Bukhari belajar hadits saat masih sangat belia, bahkan belum mencapi usia 10 tahun. Dalam usia 16 ia sudah hafal beberapa buku karangan ulama terkemuka seperti Ibnu Mubarak dan Waqi'. Konon beliau tidak hanya hafal matannya, tetapi juga memiliki pengetahuan yang mendalam tentang latar belakang sejarah matan (ashabul wurud) berikut sejarah mata rantai pembawa (transmitter) hadits tersebut secaara mendetail. Dari riwayat hidup dan etika sampai tingkat intelektualitasnya. Nama lengkap sarjana besar ini : Abu Abdillah Muhammad ibnu Ismail ibnu Ibrahim ibn Mughirah ibn Bardizbah, canggah (ayah buyut) Bukhari, berasal dari persia dan beragama Majusi. Anak Bardizbah yang bernama Al-Mughirah masuk Islam atas dakwaan Al-ju'fy ia berimigrasi ke Bukhara dan mencantumkan nama Al-ju'fy dibelakang namanya. Ini merupakan tradisi bangsa Arab waktu itu. Menggunakan nama orang yang mengislamkannya. Bukhara yang terletak di wilayah Uzbekistan, Asia tengah, pernah menjadi pusat perdagangan dunia pada masa Dinasti Samanid ( 261-386 H/872-998M ).
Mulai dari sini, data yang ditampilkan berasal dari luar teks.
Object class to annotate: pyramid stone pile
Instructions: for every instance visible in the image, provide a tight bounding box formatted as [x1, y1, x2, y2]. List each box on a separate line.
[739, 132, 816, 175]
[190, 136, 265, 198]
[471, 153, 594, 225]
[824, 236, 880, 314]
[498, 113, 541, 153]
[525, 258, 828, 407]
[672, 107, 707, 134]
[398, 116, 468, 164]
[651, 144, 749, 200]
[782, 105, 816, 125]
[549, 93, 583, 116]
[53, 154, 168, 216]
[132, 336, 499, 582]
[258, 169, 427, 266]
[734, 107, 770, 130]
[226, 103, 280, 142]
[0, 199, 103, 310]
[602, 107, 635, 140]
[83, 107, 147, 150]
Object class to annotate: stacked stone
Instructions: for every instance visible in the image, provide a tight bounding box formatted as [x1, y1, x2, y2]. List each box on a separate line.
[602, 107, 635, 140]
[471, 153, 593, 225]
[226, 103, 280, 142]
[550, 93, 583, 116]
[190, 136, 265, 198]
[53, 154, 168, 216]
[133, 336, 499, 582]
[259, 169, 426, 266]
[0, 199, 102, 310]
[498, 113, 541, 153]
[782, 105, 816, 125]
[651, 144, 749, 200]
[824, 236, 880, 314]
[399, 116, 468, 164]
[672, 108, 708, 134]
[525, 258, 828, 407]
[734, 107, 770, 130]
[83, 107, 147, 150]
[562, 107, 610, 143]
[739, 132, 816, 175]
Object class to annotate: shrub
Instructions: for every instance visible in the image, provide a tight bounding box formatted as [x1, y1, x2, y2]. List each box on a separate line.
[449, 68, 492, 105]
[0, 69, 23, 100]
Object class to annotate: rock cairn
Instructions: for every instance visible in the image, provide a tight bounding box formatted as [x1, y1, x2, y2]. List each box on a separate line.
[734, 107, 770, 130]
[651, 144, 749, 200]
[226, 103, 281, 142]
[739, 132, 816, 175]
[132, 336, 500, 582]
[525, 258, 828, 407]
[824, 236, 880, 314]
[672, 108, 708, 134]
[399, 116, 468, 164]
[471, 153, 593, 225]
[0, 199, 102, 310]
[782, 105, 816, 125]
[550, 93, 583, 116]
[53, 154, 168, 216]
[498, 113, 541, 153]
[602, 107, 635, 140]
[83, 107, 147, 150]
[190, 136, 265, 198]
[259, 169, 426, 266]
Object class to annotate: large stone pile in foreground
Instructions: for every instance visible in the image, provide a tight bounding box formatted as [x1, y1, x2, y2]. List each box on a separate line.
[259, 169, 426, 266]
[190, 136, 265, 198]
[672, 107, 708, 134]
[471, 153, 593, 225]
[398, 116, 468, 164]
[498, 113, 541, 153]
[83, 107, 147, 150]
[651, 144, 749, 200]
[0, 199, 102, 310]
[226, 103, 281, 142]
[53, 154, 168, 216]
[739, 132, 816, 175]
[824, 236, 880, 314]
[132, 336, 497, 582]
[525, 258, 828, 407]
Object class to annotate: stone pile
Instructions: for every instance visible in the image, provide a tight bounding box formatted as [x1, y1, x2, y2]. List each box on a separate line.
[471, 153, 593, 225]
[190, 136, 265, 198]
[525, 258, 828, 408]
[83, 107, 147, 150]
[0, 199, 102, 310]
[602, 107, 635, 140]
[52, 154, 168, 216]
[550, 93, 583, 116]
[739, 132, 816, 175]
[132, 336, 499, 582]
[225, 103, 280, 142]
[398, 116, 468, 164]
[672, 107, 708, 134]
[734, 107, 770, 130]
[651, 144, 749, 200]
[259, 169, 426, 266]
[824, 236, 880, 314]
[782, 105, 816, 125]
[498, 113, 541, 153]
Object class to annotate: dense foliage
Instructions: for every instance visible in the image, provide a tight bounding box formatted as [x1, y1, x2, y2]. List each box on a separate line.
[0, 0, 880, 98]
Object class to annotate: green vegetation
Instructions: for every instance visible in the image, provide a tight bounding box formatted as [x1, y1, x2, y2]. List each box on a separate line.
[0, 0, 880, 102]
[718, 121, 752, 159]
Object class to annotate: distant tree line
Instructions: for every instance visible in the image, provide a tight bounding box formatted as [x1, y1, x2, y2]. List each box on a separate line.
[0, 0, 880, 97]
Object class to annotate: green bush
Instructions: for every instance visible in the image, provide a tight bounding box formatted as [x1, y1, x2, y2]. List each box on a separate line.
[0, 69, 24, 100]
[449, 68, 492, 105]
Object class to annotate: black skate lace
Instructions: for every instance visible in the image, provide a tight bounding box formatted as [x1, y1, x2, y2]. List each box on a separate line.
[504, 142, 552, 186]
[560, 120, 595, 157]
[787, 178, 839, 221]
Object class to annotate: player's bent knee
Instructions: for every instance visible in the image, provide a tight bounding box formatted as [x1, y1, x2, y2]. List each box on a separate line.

Sepenigggal ayahnya, sebagai anak yatim Bukhari diasuh oleh ibunya sendiri. Suatu ketika ia naik haji bersama ibu dan saudara laki-lakinya, Ahmad. Setelah haji ia tidak ikut pulang bersama ibu dan saudara laki-lakinya. Ia memutuskan untuk menetap di Mekah guna menuntut ilmu. Ia mendalami hadits dari tokoh-tokoh terkemuka disana seperti Al-Walid Azraqi dan Ismail ibn Salim As-saigh. Ini masih diteruskan " pengejaran " ilmu tentang hadits dari anak cucu sahabat-sahabat nabi di Madinah. Ia pun melakukan penjelajahan dalam mencari hadits kepelbagai negara timur tengah, seperti Mesir, Khurasan, Wasit, Bashrah, Naisapur, Qarasibah, Asqalan, dan Hims. Menurut catatan Ibnu Hajar, pensyarah (komentator) utama kitab shahih Bukhari, Imam Bukhari pernah belajar kepada 1.080 guru dalam bidang ahli hadits. Guru-guru tersebut menurut Ibnu Hajar, terdiri atas lima level. Pertama, Guru yang oernah mendengar hadits dari tabi'in, seperti Muhammad ibnu Abdillah Al-anshari yang meriwayatkan hadits dari Humaid, Makki bin Ibrahim yang mereiwayatkan hadits dari Yazid bin Abi Ubaid; dan masih banyak lagi. Level kedua, mereka yang hidup semasa dengan yang disebut barusan, tapi tidak mendengar hadits dari tabi'in yang bisa dipercaya (tsiqat) seperti Adam ibn Abi Iyas, Said ibn Abi Maryam, dan Ayub ibn Sulaiman ibn Bilal. Level ketiga, mereka yang tidak pernah bertemu dengan tabi'in akan tetapi mendapatkan periwayatan dari tabi'it tabi'in (generasi pasca tabi'in) seperti Sulaiman ibn Harb, Qutaibah ibn Sa'id, Nu'im ibn Hammad, Ali ibn Madini, Yahya ibn Mu'in, Ahamd ibn Hanbal, dan masih banyak lagi. Level keempat, teman seangkat Bukhari sendiri seperti, Muhammad ibn Yahya Az-dzuhli, Abi Hatim Ar-Razi, Muhammad ibn Abdirrahim, Ahmad ibn Nadzar, dan lainnya. Level kelima, mereka yang ketika Bukhari mencari hadits dan sanad memberikan informasi bermanfaat, seperti Abdullah ibn Hammad Al-Amili, Abdullah ibn Abil Abbas Al-Kharizmi, Husain ibn Muhammad Al-Qubbani, dan lain sebagainya.

Kritik hadits.

Tradisi kritis dalam Islam sebenarnya sudah ada jauh sebelum Imanuel Kant menulis tiga buku utamanya tentang nalar kritis, kritik der reinen vermunft (1781), kritik der praktischen vernunft (1788 ), dan kritik der urteilskraft (1790). Sudah dimulai semenjak munculnya insiatif kodifikasi atas ucapan, tindakan, dan penetapan atau persetujuan nabi s.a.w. Bahkan pada zaman Rasulullah masih hidup., bibit untuk kritik hadits ini sudah ada walaupun masih dalam bentuk yang sangat sederhana. Prateknya adalah melakukan klarifikasi dan konfirmasi apakah nabi pernah mengeluarkan hadits bersangkautan. Sepeninggal nabi, perujukan semacam itu sudah tidak bisa dilakukan lagi. Konsekuensinya mereka hati-hati dalam menyeleksi setiap perkataan dan tindakan yang dinisbatkan kepada nabi s.a.w.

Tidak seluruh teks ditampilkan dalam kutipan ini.